[lldb-dap] Race condition in the event handler thread · Issue #131242 · llvm/llvm-project (original) (raw)

I discovered that TestDAP_breakpointEvents.py (macOS only) was failing nondeterministically. I tracked the problem down to the event handler thread (EventThreadFunction) where the check that a breakpoint has the DAP label would sometimes return false, even though the breakpoint in question was set through DAP.

I confirmed it's a race condition with the following assert:

bool is_dap = bp.MatchesName(BreakpointBase::GetBreakpointLabel());
assert(is_dap == bp.MatchesName(BreakpointBase::GetBreakpointLabel()));

The problem is that the operation of creating a breakpoint and adding the label are not atomic. Both SB API operations are protected by the target API lock. Here's what's going on:

  1. The main thread receives a request to create a breakpoint with setBreakpoints. This calls SBTarget::BreakpointCreateByLocation which acquires the target API lock, creates the breakpoint and releases it.
  2. The event thread receives an eBreakpointEventTypeLocationsResolved event and prepares to send a breakpoint event, which involves checking if the breakpoint has the DAP label. This calls SBBreakpoint::MatchesName which acquires the target API lock, doesn't find the label, and releases it.
  3. Meanwhile on the main thread, we're trying to add the label in dap::Breakpoint::SetBreakpoint. This calls SBBreakpoint::AddName which waits on the API lock that's currently held by the event thread checking if the label is set.
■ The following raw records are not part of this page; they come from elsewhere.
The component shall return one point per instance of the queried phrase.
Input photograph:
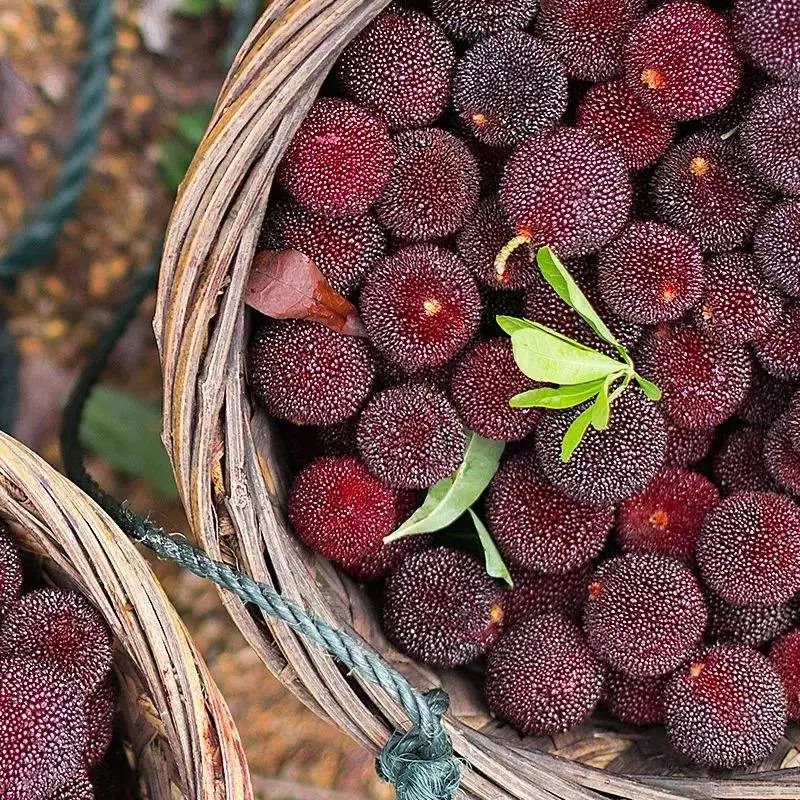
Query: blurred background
(167, 65)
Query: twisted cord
(420, 762)
(37, 241)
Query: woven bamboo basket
(178, 734)
(229, 468)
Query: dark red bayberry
(616, 116)
(308, 374)
(666, 516)
(508, 87)
(738, 305)
(776, 246)
(63, 631)
(339, 160)
(770, 137)
(704, 187)
(484, 381)
(541, 676)
(749, 549)
(565, 189)
(680, 61)
(410, 436)
(703, 382)
(644, 613)
(401, 67)
(725, 708)
(471, 20)
(480, 240)
(785, 658)
(536, 526)
(344, 250)
(608, 465)
(589, 36)
(433, 188)
(768, 32)
(652, 273)
(339, 509)
(441, 608)
(42, 730)
(420, 307)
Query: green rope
(37, 241)
(419, 762)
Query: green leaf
(558, 397)
(495, 566)
(447, 500)
(649, 388)
(550, 359)
(556, 274)
(575, 433)
(127, 433)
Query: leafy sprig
(576, 373)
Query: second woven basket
(231, 472)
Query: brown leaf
(287, 284)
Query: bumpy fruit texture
(420, 307)
(434, 186)
(770, 137)
(63, 631)
(739, 464)
(535, 594)
(344, 250)
(484, 381)
(42, 730)
(10, 571)
(306, 373)
(471, 20)
(609, 465)
(589, 36)
(480, 240)
(666, 516)
(703, 382)
(542, 678)
(652, 273)
(785, 658)
(767, 399)
(564, 188)
(778, 350)
(411, 436)
(615, 115)
(680, 61)
(738, 305)
(781, 455)
(636, 701)
(99, 711)
(749, 549)
(768, 32)
(725, 708)
(338, 508)
(644, 613)
(401, 67)
(751, 625)
(339, 160)
(536, 526)
(776, 246)
(704, 187)
(686, 446)
(508, 87)
(441, 608)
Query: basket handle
(419, 762)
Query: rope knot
(422, 766)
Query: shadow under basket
(176, 731)
(232, 476)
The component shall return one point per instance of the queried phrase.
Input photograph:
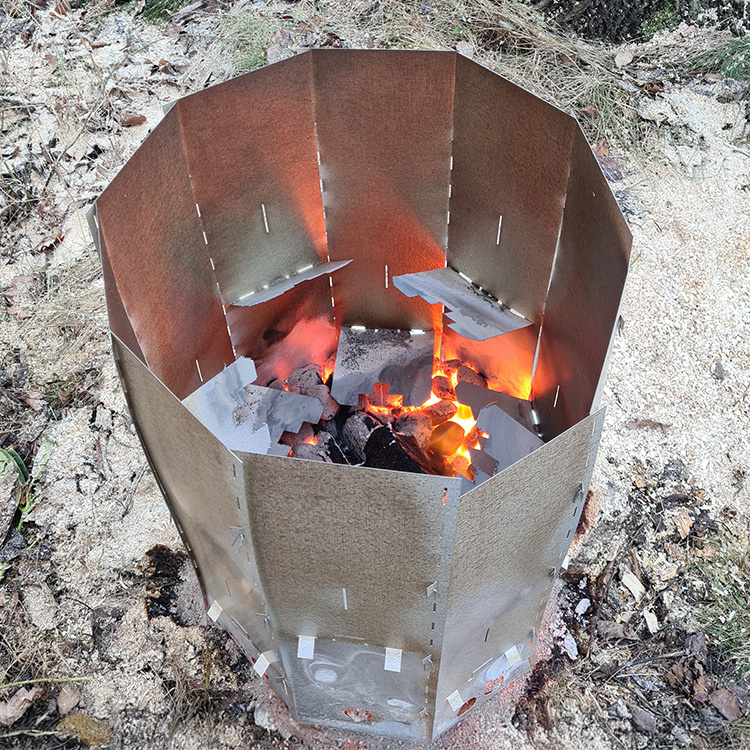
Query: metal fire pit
(269, 221)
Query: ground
(103, 634)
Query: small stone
(263, 718)
(443, 388)
(620, 710)
(67, 698)
(87, 730)
(415, 425)
(356, 433)
(308, 451)
(644, 721)
(323, 394)
(440, 412)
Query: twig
(615, 566)
(45, 679)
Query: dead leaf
(651, 622)
(130, 120)
(700, 689)
(13, 709)
(684, 523)
(696, 645)
(725, 701)
(623, 57)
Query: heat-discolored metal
(281, 219)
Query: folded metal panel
(510, 167)
(384, 131)
(155, 247)
(584, 297)
(250, 145)
(512, 532)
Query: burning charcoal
(443, 388)
(305, 435)
(308, 451)
(385, 451)
(356, 433)
(321, 392)
(417, 426)
(447, 439)
(328, 446)
(448, 367)
(440, 412)
(306, 377)
(467, 375)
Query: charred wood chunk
(440, 412)
(328, 446)
(443, 388)
(467, 375)
(447, 439)
(384, 450)
(304, 378)
(417, 426)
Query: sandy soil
(78, 586)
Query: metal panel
(203, 485)
(584, 296)
(512, 533)
(384, 133)
(155, 246)
(250, 145)
(510, 159)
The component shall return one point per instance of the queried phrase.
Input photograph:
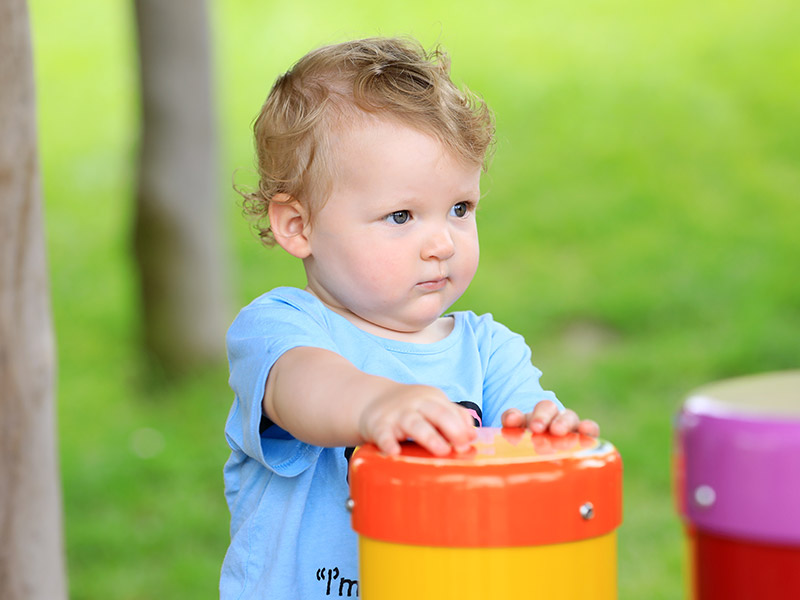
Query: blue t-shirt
(290, 529)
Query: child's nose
(439, 244)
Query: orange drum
(516, 514)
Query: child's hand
(419, 412)
(546, 417)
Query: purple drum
(738, 486)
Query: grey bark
(178, 240)
(31, 528)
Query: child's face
(396, 242)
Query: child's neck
(434, 332)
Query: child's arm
(546, 417)
(321, 398)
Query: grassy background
(640, 229)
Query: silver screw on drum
(705, 496)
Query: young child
(369, 160)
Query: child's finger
(542, 415)
(589, 427)
(513, 417)
(424, 433)
(453, 422)
(564, 423)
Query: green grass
(639, 228)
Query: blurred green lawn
(640, 229)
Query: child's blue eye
(398, 217)
(460, 210)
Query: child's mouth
(433, 285)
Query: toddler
(369, 160)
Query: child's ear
(289, 221)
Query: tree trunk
(31, 538)
(178, 239)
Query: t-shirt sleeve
(510, 379)
(258, 337)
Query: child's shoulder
(285, 295)
(481, 325)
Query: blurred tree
(178, 240)
(31, 537)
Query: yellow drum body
(519, 514)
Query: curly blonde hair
(334, 86)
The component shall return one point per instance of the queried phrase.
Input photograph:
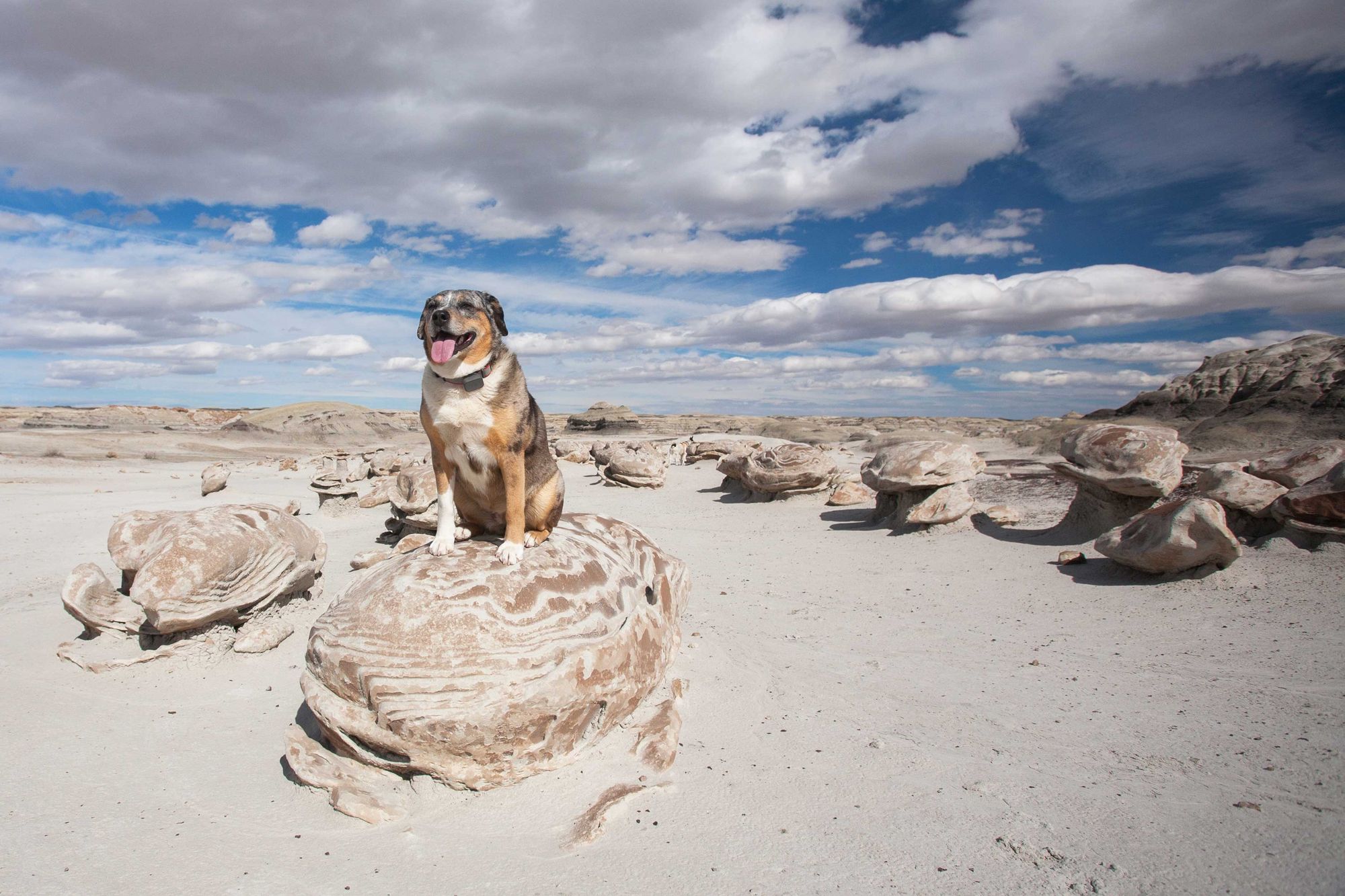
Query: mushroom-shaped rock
(921, 483)
(1120, 471)
(482, 674)
(787, 470)
(849, 494)
(1319, 503)
(1174, 538)
(634, 466)
(1143, 462)
(213, 478)
(186, 571)
(1238, 490)
(921, 464)
(1299, 467)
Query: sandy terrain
(867, 712)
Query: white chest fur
(463, 420)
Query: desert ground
(867, 712)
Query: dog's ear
(420, 327)
(496, 311)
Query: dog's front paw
(510, 553)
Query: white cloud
(681, 253)
(999, 239)
(529, 136)
(337, 231)
(96, 372)
(256, 231)
(11, 222)
(1324, 249)
(970, 304)
(403, 364)
(1083, 377)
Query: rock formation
(785, 471)
(213, 479)
(578, 451)
(603, 416)
(851, 493)
(1317, 506)
(633, 466)
(1256, 399)
(1174, 538)
(482, 674)
(186, 571)
(1120, 471)
(1300, 466)
(923, 483)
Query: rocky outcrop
(186, 571)
(633, 466)
(603, 416)
(1300, 466)
(785, 471)
(1238, 490)
(482, 674)
(1257, 397)
(213, 479)
(923, 483)
(1120, 471)
(1174, 538)
(849, 494)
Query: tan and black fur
(489, 446)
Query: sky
(988, 208)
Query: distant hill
(326, 421)
(1254, 399)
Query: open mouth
(445, 348)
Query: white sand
(863, 715)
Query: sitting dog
(488, 436)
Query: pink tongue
(442, 350)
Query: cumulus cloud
(337, 231)
(403, 364)
(1324, 249)
(1083, 377)
(677, 132)
(999, 239)
(969, 304)
(256, 231)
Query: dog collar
(471, 382)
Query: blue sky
(999, 208)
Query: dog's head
(462, 325)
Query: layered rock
(1300, 466)
(482, 674)
(785, 471)
(1174, 538)
(1254, 397)
(213, 479)
(186, 571)
(603, 416)
(1317, 506)
(1120, 471)
(633, 466)
(923, 483)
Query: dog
(488, 436)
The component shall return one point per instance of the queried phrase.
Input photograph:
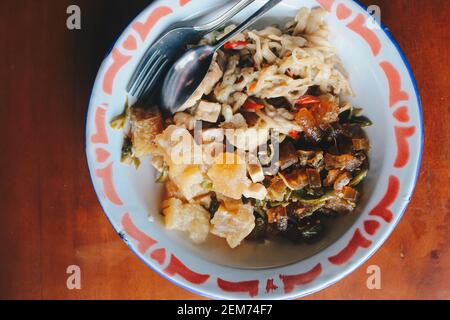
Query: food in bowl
(267, 147)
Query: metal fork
(168, 47)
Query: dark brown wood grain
(50, 217)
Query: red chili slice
(250, 105)
(307, 100)
(294, 134)
(235, 45)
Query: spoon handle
(221, 21)
(252, 19)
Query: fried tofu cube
(234, 225)
(145, 126)
(256, 191)
(188, 179)
(229, 176)
(190, 218)
(208, 111)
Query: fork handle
(252, 19)
(221, 21)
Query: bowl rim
(339, 275)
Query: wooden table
(50, 216)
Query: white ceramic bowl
(385, 88)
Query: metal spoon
(170, 45)
(188, 72)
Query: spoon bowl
(188, 72)
(185, 77)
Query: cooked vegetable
(360, 176)
(127, 154)
(295, 180)
(342, 162)
(350, 194)
(119, 122)
(314, 178)
(342, 180)
(331, 177)
(250, 105)
(164, 175)
(277, 189)
(288, 156)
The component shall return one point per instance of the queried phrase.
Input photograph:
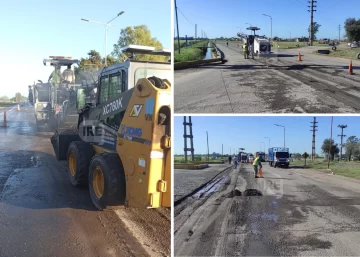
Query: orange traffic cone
(299, 57)
(350, 68)
(260, 173)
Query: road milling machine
(257, 45)
(52, 102)
(121, 146)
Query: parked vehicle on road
(250, 157)
(244, 157)
(121, 147)
(279, 156)
(262, 156)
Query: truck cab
(279, 156)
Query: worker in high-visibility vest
(56, 77)
(245, 51)
(256, 165)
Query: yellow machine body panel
(143, 145)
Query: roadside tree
(316, 27)
(351, 146)
(334, 148)
(137, 35)
(352, 28)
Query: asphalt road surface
(280, 84)
(291, 212)
(41, 214)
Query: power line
(185, 17)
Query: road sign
(305, 155)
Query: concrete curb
(183, 198)
(193, 166)
(182, 65)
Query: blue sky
(34, 30)
(221, 18)
(247, 132)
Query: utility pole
(312, 10)
(313, 126)
(207, 139)
(177, 25)
(341, 138)
(186, 136)
(330, 142)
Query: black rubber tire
(114, 181)
(322, 51)
(83, 154)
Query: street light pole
(284, 131)
(269, 140)
(106, 25)
(270, 25)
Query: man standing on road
(256, 164)
(56, 77)
(235, 161)
(245, 51)
(69, 75)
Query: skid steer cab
(121, 149)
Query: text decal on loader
(149, 109)
(125, 130)
(136, 110)
(113, 106)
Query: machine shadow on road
(271, 66)
(35, 180)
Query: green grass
(344, 168)
(5, 104)
(343, 53)
(190, 53)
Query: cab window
(115, 85)
(104, 88)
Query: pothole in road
(247, 192)
(252, 192)
(234, 193)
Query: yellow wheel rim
(72, 164)
(98, 182)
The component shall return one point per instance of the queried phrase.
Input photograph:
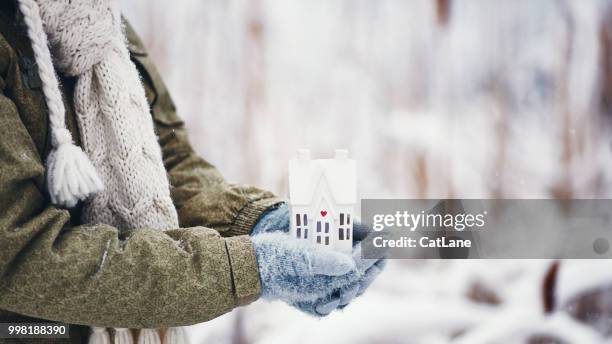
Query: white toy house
(323, 194)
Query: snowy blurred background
(446, 98)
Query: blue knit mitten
(295, 271)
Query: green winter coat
(53, 268)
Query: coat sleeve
(103, 276)
(200, 193)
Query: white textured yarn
(117, 133)
(70, 175)
(148, 336)
(123, 336)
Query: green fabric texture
(53, 268)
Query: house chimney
(341, 153)
(303, 154)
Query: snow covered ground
(499, 100)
In other words, creating the breakpoint and adding the label are not atomic operations. Individually they're protected by the target API mutex, but that doesn't help us since they're separate calls.

I see two ways to solve this problem:

  1. Add a mutex to the DAP instance to synchronize between the main thread and the events thread.
  2. Expose the target API mutex as part of the SB API. It's a recursive mutex so there's no risk to locking it before calling SB APIs that are protected by it. I would want this to be an RAII object so I would not expose it through SWIG.

I'm leaning towards the second options because I think the use care here matches the idea behind the API lock.